EDS leads to various adverse consequences, namely mind distraction, low working efficiency, and poor quality of life. The main causes are central nervous system (CNS) disorders, obstructive sleep apnea syndrome, metabolic diseases, and depression. Irregular sleepiness patterns; sleep fragmentation; abnormal concentrations of γ-aminobutyric acid (GABA), growth hormone-releasing hormone (GHRH), and melatonin (MT); and hypothalamic dysfunction may serve as underlying mechanisms. In the present case, the patient reported no history of CNS-, respiratory-, metabolism-, or psychology-related abnormalities. The severity of the patient’s daytime sleepiness, graded by the ESS score, was evaluated independently by professional assessors or in sleep labs.

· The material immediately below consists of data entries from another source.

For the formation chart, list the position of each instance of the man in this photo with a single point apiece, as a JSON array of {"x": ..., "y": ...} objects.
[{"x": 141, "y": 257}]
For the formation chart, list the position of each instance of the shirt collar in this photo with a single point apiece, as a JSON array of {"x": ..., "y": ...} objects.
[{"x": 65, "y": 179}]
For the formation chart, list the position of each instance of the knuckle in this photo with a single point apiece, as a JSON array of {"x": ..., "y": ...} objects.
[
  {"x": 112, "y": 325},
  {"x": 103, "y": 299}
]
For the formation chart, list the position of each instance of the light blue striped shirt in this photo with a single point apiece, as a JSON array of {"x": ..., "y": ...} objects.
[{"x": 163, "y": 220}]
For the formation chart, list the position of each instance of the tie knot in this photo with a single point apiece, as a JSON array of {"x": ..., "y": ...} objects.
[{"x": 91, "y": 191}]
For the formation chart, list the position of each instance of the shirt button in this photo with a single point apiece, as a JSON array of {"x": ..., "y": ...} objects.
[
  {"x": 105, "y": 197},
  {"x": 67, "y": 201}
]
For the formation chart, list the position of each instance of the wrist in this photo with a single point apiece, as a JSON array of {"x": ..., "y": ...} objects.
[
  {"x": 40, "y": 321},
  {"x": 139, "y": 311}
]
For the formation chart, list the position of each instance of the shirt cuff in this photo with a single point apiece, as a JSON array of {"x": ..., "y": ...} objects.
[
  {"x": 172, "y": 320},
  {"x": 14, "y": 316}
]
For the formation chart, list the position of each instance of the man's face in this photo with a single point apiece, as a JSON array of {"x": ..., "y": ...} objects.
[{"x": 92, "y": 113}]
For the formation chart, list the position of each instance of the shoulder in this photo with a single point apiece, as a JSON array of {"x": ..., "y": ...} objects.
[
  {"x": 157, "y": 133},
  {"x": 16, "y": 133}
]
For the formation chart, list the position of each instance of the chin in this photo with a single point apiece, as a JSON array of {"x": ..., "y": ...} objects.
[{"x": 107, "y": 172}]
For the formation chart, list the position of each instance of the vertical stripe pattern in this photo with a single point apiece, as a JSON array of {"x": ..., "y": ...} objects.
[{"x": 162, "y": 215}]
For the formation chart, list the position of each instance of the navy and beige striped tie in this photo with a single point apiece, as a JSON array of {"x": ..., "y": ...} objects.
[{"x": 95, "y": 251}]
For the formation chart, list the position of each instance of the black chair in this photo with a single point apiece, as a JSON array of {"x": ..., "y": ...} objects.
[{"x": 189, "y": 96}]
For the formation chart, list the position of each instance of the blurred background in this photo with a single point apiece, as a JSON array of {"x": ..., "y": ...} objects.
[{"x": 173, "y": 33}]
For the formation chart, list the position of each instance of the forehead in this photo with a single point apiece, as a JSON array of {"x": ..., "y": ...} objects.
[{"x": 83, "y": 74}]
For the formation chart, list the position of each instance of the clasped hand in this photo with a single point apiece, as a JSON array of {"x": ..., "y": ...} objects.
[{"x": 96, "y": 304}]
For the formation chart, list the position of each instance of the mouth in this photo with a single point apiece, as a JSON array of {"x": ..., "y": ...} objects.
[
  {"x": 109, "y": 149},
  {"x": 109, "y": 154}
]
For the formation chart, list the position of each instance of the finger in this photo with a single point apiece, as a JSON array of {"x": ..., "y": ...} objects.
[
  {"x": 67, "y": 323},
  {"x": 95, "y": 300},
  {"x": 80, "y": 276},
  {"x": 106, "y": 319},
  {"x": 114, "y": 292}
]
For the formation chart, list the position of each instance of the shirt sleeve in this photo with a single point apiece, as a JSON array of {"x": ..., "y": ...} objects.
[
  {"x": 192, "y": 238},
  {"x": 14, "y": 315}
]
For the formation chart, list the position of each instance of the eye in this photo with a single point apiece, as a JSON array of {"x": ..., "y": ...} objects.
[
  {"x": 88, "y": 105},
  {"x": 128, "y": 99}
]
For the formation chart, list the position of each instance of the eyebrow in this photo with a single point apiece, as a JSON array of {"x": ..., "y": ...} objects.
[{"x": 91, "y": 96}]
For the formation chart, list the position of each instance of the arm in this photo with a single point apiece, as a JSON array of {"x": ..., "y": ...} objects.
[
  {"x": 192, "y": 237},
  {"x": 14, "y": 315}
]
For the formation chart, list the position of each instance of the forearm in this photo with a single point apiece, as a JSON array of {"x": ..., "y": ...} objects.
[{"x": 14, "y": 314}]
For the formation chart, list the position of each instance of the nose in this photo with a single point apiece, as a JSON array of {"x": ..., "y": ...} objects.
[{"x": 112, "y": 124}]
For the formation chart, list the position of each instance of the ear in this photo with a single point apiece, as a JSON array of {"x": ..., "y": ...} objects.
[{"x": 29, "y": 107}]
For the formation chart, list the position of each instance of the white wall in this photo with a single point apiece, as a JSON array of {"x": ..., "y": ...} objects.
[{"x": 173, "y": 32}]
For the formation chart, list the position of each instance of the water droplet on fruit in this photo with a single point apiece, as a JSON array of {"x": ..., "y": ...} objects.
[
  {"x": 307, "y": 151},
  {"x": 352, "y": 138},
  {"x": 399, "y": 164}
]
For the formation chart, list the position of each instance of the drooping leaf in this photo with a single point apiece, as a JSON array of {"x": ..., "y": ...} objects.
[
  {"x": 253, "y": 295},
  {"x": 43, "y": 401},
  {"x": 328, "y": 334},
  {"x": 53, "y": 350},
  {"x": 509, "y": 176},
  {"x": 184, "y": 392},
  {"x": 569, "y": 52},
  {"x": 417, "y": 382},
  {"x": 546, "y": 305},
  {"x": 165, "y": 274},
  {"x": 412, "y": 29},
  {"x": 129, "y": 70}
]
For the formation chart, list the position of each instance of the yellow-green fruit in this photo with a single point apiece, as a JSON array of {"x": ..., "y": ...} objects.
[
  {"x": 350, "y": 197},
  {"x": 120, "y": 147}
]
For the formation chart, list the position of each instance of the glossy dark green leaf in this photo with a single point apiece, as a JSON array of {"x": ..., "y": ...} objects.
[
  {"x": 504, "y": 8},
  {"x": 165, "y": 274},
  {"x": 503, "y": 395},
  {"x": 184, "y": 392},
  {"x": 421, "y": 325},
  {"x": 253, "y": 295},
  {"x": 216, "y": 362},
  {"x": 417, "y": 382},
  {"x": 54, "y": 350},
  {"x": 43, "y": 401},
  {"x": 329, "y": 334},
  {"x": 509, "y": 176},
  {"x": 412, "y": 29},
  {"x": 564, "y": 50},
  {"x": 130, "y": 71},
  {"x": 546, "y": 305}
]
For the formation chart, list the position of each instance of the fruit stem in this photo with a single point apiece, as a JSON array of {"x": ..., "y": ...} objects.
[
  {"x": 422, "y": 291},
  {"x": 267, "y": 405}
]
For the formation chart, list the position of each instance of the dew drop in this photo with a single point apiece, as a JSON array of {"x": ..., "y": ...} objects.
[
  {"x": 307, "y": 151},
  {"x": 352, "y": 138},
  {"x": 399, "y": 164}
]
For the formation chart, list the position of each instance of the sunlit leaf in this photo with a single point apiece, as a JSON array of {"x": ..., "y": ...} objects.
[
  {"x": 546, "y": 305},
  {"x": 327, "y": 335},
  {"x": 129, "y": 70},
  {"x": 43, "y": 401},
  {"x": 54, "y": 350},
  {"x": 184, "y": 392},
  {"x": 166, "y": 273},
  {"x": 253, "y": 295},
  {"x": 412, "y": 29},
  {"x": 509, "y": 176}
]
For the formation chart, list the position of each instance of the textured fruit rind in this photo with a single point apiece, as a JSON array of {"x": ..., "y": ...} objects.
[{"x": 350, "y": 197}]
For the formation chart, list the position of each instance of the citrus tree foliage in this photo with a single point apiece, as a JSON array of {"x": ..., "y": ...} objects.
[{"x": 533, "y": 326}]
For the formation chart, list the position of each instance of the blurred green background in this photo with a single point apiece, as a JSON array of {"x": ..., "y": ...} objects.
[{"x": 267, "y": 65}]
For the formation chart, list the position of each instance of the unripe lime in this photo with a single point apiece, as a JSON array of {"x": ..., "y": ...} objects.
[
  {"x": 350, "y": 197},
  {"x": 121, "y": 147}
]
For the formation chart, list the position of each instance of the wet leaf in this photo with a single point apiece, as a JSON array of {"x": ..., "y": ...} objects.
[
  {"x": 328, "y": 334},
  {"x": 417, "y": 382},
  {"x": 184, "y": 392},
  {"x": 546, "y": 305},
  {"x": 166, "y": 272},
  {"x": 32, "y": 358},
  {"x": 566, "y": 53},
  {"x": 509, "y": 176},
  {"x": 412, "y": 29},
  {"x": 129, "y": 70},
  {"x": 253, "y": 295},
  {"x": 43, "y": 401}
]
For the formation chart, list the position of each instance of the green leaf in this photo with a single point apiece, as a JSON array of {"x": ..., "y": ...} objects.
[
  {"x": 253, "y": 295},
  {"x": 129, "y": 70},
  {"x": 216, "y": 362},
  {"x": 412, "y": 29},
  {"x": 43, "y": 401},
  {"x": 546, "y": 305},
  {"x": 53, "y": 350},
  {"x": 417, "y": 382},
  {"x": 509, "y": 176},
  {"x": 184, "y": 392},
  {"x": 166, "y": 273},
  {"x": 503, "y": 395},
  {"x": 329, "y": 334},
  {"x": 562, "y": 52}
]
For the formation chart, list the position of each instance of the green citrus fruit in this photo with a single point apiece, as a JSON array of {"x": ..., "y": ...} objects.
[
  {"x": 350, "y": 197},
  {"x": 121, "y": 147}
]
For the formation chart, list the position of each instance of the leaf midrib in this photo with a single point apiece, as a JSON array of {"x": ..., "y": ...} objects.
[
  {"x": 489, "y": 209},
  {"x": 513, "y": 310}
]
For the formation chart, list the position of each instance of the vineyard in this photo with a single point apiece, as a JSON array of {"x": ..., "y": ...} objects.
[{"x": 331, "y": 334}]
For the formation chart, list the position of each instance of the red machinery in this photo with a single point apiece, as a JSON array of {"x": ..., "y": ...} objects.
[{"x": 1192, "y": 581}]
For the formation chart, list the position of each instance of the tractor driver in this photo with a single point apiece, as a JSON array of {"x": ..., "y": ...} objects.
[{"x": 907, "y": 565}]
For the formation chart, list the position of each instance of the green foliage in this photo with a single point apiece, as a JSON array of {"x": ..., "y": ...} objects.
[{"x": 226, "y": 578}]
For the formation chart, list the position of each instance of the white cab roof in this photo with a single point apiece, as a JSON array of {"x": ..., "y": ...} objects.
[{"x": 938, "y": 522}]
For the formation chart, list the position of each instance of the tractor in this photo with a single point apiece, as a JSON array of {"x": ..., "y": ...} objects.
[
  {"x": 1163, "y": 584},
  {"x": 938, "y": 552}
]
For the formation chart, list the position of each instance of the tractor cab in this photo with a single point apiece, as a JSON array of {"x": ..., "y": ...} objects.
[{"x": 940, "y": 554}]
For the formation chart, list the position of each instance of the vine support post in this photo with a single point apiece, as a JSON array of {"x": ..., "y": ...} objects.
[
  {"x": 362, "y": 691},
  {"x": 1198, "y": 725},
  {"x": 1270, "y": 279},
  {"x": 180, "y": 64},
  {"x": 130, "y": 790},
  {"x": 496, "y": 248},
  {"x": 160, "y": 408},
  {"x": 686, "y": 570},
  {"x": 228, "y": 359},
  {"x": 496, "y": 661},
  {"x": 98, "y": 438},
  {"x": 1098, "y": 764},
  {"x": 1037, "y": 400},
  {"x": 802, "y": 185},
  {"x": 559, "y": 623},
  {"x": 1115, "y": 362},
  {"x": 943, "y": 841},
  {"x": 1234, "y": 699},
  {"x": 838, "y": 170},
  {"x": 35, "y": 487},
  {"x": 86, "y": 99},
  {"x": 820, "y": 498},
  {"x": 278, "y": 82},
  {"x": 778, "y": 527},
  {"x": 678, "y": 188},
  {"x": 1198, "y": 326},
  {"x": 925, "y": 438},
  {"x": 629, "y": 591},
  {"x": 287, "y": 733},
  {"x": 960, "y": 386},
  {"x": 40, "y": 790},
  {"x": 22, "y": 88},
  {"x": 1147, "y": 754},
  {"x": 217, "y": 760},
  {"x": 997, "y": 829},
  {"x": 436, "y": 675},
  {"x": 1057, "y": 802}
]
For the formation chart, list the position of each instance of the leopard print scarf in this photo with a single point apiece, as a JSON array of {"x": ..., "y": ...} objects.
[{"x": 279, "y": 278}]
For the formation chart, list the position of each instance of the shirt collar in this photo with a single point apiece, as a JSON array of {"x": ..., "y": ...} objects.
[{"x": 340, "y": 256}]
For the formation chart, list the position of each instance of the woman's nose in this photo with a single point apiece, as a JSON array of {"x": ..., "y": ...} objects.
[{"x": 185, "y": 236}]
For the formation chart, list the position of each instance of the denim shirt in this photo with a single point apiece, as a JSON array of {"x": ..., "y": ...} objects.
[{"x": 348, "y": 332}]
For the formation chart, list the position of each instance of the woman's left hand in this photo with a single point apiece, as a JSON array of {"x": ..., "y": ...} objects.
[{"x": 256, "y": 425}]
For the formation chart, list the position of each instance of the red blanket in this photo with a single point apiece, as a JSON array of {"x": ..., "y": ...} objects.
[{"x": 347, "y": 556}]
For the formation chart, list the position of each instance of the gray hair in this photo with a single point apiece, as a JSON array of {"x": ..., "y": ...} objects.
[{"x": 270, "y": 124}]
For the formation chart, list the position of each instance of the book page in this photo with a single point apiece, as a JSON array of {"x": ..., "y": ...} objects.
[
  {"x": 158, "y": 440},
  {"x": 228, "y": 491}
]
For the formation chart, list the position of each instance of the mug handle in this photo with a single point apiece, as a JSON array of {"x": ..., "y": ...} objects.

The reported sensitivity and specificity of ESS is as high as 93.5% and 100.0%, respectively, making this scoring method the currently accepted choice of patients and their families, clinically. The initial ESS score of the present patient was 19, indicating a serious condition, and with her specific symptoms, the ESS score supported the diagnosis of EDS with autonomic nervous dysfunction. This condition might be correlated with abnormal function in the hypothalamus. SGB has been used to adjust the activity of the hypothalamus by refining the local circulation. This effect normalizes the homeostasis of the internal environment, stabilizes autonomic, endocrine, and immune functions, and facilitates the secretion of GHRH and MT. As a result, SGB represents a potential treatment for sleep disorders. In the present case, SGB resulted in a clear and desirable effect on the patient’s EDS and a decrease in the ESS score from 19 to 0. Additionally, the patient terminated the oryzanol when the somnolence and extreme fatigue were relieved after the final treatment. The 3-month follow-up revealed no relapse of any of the previous symptoms, namely daytime sleepiness, weakness in the lower limbs, fecal incontinence, or urgent or frequent urination, indicating that the SGB treatments recovered the patient’s autonomic activity and resolved the endocrine disorder. This result is similar to the results reported in other studies, suggesting the efficacy of SGB in stabilizing the autonomic system through reversing the autonomic imbalance.

Conclusion

There are currently few therapeutic approaches for EDS, and these have had undesirable outcomes. In the present case, SGB resulted in attractive effects regarding EDS recovery, providing a novel solution for severe functional complications related to EDS. In the future, clinical multicenter studies with a large sample size are warranted to further elucidate the therapeutic value of SGB in EDS and the mechanisms underlying its effects.